Horizontal minimum and maximum using SSE

Question 1

I suggest two changes:

Replace ((int8_t*) ((void *) &buffer))[0] with _mm_cvtsi128_si32.

Replace _mm_shuffle_epi8 with _mm_shuffle_epi32/_mm_shufflelo_epi16 which have lower latency on recent AMD processors and Intel Atom, and will save you memory load operations:

static inline int16_t hMin(__m128i buffer)
{
    buffer = _mm_min_epi8(buffer, _mm_shuffle_epi32(buffer, _MM_SHUFFLE(3, 2, 3, 2)));
    buffer = _mm_min_epi8(buffer, _mm_shuffle_epi32(buffer, _MM_SHUFFLE(1, 1, 1, 1)));
    buffer = _mm_min_epi8(buffer, _mm_shufflelo_epi16(buffer, _MM_SHUFFLE(1, 1, 1, 1)));
    buffer = _mm_min_epi8(buffer, _mm_srli_epi16(buffer, 8));
    return (int8_t)_mm_cvtsi128_si32(buffer);
}

Question 2

SSE 4.1 has an instruction that does almost what you want. Its name is PHMINPOSUW, C/C++ intrinsic is _mm_minpos_epu16. It is limited to 16-bit unsigned values and cannot give maximum, but these problems could be easily solved.

If you need to find minimum of non-negative bytes, do nothing. If bytes may be negative, add 128 to each. If you need maximum, subtract each from 127.
Use either _mm_srli_pi16 or _mm_shuffle_epi8, and then _mm_min_epu8 to get 8 pairwise minimum values in even bytes and zeros in odd bytes of some XMM register. (These zeros are produced by shift/shuffle instruction and should remain at their places after _mm_min_epu8).
Use _mm_minpos_epu16 to find minimum among these values.
Extract the resulting minimum value with _mm_cvtsi128_si32.
Undo effect of step 1 to get the original byte value.

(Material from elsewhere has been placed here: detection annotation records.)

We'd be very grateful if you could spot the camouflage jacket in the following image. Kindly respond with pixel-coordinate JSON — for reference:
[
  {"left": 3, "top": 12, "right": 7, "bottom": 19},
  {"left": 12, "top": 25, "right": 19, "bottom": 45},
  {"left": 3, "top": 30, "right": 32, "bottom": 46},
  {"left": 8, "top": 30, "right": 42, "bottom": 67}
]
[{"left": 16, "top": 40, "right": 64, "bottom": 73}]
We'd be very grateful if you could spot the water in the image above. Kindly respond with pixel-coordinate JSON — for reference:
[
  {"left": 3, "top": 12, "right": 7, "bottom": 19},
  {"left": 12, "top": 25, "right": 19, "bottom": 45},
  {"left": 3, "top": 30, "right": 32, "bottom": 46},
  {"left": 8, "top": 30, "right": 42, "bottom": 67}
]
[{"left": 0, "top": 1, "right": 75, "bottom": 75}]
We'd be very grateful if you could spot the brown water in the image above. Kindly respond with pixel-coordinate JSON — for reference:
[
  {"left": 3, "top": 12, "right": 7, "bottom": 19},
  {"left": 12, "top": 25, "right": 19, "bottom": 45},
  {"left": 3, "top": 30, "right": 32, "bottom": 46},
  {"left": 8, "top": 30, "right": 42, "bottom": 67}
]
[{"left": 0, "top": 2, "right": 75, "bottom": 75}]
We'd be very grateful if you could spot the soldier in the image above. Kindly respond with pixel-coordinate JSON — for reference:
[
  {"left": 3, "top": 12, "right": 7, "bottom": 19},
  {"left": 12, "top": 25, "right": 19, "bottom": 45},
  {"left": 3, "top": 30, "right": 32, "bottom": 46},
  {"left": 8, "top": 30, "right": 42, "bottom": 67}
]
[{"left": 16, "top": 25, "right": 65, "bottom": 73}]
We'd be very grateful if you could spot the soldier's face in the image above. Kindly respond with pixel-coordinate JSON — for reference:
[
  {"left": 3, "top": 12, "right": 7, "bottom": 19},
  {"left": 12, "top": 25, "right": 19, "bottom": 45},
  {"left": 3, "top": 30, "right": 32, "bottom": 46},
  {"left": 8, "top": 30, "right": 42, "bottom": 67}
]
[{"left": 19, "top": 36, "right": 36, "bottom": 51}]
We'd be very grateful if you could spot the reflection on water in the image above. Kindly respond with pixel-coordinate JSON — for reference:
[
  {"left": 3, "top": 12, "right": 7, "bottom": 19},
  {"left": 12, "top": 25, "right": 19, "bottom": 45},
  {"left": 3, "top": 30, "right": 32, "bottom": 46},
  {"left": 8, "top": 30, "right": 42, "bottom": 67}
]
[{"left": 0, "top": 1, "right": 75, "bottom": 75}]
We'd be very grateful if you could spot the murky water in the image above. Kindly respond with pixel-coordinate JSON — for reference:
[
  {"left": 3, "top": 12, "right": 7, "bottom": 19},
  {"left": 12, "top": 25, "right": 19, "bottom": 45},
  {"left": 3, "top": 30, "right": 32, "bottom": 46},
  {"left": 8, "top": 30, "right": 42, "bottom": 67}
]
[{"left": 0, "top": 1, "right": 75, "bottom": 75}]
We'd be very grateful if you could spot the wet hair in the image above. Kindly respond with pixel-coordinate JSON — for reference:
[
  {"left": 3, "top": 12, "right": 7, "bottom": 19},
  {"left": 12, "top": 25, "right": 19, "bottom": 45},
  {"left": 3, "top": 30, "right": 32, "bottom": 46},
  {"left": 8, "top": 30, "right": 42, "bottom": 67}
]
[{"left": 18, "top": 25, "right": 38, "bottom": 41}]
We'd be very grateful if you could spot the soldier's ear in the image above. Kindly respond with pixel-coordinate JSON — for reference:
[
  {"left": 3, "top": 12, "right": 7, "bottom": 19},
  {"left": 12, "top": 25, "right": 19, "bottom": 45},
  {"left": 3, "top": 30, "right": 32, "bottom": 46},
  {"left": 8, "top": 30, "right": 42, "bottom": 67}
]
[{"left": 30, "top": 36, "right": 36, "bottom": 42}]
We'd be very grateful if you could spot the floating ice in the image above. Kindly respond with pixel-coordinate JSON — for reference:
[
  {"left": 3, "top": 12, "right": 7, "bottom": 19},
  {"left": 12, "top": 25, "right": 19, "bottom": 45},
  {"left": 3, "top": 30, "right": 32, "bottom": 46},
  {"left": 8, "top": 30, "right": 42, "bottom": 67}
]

Here is an example that returns maximum of 16 signed bytes:

static inline int16_t hMax(__m128i buffer)
{
    __m128i tmp1 = _mm_sub_epi8(_mm_set1_epi8(127), buffer);
    __m128i tmp2 = _mm_min_epu8(tmp1, _mm_srli_epi16(tmp1, 8));
    __m128i tmp3 = _mm_minpos_epu16(tmp2);
    return (int8_t)(127 - _mm_cvtsi128_si32(tmp3));
}

Question 3

here's an implementation without shuffle, shuffle is slow on AMD 5000 Ryzen 7 for some reason

    float max_elem3() const {
        __m128 a = _mm_unpacklo_ps(mm, mm); // x x y y
        __m128 b = _mm_unpackhi_ps(mm, mm); // z z w w
        __m128 c = _mm_max_ps(a, b); // ..., max(x, z), ..., ...
        Vector4 res = _mm_max_ps(mm, c); // ..., max(y, max(x, z)), ..., ...
        return res.y;
    }

    float min_elem3() const {
        __m128 a = _mm_unpacklo_ps(mm, mm); // x x y y
        __m128 b = _mm_unpackhi_ps(mm, mm); // z z w w
        __m128 c = _mm_min_ps(a, b); // ..., min(x, z), ..., ...
        Vector4 res = _mm_min_ps(mm, c); // ..., min(y, min(x, z)), ..., ...
        return res.y;
    }